Christiane Lambert : « Ce Salon est le signe que, malgré les crises de l’élevage que nous traversons, la filière ovine est toujours tournée vers l’avenir : la formation, l’installation des jeunes, les projets d’évolution des exploitations sont au cœur de Tech Ovin. C’est l’occasion de faire connaître les innovations qui facilitent le travail de l’éleveur et lui permettent de mieux gagner sa vie ; améliorent les conditions de vie des animaux ; préservent toujours mieux notre environnement et garantissent la haute qualité de nos produits français. La recherche et développement dans nos secteurs est au service de l’éleveur, des animaux et des consommateurs, c’est sa force pour être en démarche de progrès permanente. La production ovine française est reconnue de qualité et fait vivre nos territoires. Nous avons la responsabilité collective de la mettre en valeur auprès des jeunes générations et de conforter les débouchés pour l’agneau français dans nos cantines et restaurants. La demande des consommateurs va aujourd’hui dans ce sens et nous sommes prêts à y répondre ! En lien étroit avec la FNO, nous serons aussi tout particulièrement attentifs à la négociation du Brexit dans les prochains mois pour éviter une déstabilisation de la filière. »

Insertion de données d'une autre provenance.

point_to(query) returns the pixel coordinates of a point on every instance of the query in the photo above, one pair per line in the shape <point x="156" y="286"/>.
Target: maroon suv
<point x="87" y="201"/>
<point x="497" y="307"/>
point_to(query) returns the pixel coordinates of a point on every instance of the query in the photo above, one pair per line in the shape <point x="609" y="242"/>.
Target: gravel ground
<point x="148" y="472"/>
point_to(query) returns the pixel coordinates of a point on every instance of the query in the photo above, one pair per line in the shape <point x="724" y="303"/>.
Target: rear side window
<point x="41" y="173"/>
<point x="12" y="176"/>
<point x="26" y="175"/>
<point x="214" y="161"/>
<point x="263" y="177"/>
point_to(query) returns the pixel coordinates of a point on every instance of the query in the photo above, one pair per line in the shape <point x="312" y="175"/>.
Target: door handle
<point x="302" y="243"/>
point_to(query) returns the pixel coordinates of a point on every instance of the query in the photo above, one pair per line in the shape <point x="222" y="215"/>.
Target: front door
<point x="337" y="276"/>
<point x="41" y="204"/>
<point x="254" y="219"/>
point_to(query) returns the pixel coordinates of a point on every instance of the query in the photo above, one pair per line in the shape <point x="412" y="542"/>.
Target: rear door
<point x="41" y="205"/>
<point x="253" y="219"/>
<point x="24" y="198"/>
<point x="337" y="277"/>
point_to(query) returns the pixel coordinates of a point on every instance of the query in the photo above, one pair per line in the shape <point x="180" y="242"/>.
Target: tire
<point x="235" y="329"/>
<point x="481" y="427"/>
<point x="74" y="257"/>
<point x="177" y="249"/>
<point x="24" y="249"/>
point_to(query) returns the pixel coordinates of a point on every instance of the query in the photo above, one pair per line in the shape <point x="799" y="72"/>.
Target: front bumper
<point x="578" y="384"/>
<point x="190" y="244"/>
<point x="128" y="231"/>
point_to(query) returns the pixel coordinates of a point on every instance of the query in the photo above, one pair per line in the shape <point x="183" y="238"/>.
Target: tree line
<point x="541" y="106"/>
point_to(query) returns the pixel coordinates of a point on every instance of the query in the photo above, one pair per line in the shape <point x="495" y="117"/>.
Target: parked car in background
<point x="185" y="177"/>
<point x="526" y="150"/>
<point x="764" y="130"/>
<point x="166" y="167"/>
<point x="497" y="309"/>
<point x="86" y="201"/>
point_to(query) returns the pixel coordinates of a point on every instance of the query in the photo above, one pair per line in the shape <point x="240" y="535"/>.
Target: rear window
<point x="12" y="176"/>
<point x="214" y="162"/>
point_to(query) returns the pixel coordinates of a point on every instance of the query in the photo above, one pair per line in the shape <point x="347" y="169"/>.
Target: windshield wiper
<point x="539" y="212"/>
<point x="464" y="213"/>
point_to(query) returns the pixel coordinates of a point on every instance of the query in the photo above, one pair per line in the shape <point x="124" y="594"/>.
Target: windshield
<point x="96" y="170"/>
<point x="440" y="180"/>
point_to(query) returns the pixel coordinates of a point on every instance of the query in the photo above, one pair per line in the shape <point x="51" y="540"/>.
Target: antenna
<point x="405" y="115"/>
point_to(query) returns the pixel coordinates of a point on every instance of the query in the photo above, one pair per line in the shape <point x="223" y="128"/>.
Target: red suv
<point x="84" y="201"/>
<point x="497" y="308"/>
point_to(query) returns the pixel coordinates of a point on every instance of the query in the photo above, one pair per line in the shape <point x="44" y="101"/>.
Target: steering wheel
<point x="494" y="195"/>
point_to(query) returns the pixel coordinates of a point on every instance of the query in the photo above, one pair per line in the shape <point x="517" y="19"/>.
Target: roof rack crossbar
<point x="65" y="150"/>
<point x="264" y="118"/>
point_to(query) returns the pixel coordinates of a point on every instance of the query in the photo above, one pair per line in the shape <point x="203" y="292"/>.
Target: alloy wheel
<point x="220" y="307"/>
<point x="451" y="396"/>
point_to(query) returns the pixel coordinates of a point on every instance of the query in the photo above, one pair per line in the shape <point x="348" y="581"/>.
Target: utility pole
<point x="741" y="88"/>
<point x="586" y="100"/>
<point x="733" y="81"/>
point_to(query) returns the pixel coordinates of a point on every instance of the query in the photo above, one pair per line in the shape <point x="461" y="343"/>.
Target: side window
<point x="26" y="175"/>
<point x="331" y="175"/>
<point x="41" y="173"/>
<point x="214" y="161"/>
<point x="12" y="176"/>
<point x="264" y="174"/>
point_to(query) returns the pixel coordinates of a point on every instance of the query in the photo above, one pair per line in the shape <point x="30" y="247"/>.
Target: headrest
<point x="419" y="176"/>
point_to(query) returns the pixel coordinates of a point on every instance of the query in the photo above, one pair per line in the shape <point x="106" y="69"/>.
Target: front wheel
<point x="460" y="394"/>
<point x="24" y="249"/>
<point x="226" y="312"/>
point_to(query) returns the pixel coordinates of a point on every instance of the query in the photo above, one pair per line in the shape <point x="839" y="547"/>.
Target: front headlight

Il y a quelques jours débutaient les premières consultations des États généraux de l’agriculture, quelle est la position défendue par la FNSEA et quelles sont vos attentes ?
C.L : « La FNSEA défend des positions qui doivent permettre avant tout de rééquilibrer les revenus des producteurs. Nous ne pouvons pas continuer d’être la variable d’ajustement dans la chaîne alimentaire. Dans le dialogue et avec fermeté, il s’agit bien de reconstruire des prix justes. Et les Français sont prêts à nous aider pour réussir cela (selon un sondage Kantar, 53 % se disent prêts à payer plus si cela profite aux producteurs). De promotions en braderies, il est temps de redonner collectivement de la valeur à ce que l’on produit et consomme. La FNSEA souhaite passer d’une relation d’adversaires à une relation de partenaires avec les autres acteurs de la chaîne afin de trouver des points de convergence et d’équilibre. Le succès des États généraux de l’alimentation en dépend. La grande distribution et la transformation doivent faire évoluer leur logiciel de partage de la valeur ajoutée. Le rééquilibrage est urgent ! Nous demandons aussi aux consommateurs d’acheter « responsable », d’acheter en conscience. Nos pratiques sont transparentes et nos produits sont de qualité. Cela a un prix ! Les États généraux de l’alimentation sont une chance. En tout cas, il faut leur donner une chance. Et, en ce sens, la FNSEA participe aux ateliers et propose des pistes pour s’en sortir. L’idée est bien d’être responsables et proactifs. Le gouvernement devra prendre ses responsabilités pour en faire un acte fondateur et non une grande mesure inutile ! »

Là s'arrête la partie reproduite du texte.